I have a custom DAG such as:

dag = {'load': (load, 'myfile.txt'),
       'heavy_comp': (heavy_comp, 'load'),
       'simple_comp_1': (sc_1, 'heavy_comp'),
       'simple_comp_2': (sc_2, 'heavy_comp'),
       'simple_comp_3': (sc_3, 'heavy_comp')}

我正在寻找计算键 simple_comp_1 simple_comp_2 simple_comp_3 的键,

And I'm looking to compute the keys simple_comp_1, simple_comp_2, and simple_comp_3, which I perform as follows,

import dask
from dask.distributed import Client
from dask_yarn import YarnCluster

task_1 = dask.get(dag, 'simple_comp_1')
task_2 = dask.get(dag, 'simple_comp_2')
task_3 = dask.get(dag, 'simple_comp_3')
tasks = [task_1, task_2, task_3]

cluster = YarnCluster()
cluster.scale(3)
client = Client(cluster)
dask.compute(tasks)
cluster.shutdown()

似乎没有缓存,计算o如果这3个键将导致 heavy_comp 的计算也进行3次。并且由于这是一项繁重的计算,因此我尝试从此处实施机会缓存。如下所示:

It seems, that without caching, the computation of these 3 keys will lead to the computation of heavy_comp also 3 times. And since this is a heavy computation, I tried to implement opportunistic caching from here as follows:

from dask.cache import Cache
cache = Cache(2e9)
cache.register()

但是,当我尝试打印正在缓存的结果时,我什么也没得到: / p>

However, when I tried to print the results of what was being cached I got nothing:

>>> cache.cache.data
[]
>>> cache.cache.heap.heap
{}
>>> cache.cache.nbytes
{}

我什至尝试将缓存大小增加到6GB,但是没有效果。难道我做错了什么?如何让Dask缓存键 heavy_comp 的结果?

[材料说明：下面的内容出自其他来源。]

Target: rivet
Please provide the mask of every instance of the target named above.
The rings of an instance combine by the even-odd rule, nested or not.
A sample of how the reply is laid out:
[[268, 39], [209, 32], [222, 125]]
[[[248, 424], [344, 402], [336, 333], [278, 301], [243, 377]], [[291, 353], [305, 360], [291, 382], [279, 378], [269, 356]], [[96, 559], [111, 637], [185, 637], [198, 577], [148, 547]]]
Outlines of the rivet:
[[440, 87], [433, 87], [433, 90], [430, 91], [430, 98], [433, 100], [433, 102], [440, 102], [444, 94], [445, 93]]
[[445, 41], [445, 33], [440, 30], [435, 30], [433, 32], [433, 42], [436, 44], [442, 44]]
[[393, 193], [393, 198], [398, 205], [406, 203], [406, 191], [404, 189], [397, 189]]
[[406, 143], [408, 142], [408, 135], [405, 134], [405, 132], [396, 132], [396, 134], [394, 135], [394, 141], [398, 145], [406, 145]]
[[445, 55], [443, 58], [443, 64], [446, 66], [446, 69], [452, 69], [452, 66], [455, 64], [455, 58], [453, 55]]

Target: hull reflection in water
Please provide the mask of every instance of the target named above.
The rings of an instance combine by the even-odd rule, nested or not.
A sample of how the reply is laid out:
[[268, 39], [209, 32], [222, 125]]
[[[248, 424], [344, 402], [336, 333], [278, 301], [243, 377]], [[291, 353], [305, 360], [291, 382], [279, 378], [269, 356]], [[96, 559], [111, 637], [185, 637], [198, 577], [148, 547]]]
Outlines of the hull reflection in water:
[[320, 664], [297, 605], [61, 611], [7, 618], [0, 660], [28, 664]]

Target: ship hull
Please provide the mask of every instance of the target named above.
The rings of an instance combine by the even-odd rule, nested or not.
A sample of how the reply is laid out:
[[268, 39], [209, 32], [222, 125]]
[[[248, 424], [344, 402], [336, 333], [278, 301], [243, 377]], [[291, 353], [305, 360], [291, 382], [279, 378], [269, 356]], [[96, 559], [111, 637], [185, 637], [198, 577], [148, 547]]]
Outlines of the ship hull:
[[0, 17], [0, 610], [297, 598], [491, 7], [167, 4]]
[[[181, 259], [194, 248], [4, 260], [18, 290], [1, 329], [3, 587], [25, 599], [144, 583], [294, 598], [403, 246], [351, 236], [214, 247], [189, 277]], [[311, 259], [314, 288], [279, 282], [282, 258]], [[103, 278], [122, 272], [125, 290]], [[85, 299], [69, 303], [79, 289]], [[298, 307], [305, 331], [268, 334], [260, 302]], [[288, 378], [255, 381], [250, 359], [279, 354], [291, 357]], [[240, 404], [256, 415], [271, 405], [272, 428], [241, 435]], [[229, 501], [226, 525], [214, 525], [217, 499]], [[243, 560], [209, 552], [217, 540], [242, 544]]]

I even tried increasing the cache size to 6GB, however to no effect. Am I doing something wrong? How can I get Dask to cache the result of the key heavy_comp?

推荐答案

扩展MRocklin的答案,并在问题下方的注释中格式化代码。

Expanding on MRocklin's answer and to format code in the comments below the question.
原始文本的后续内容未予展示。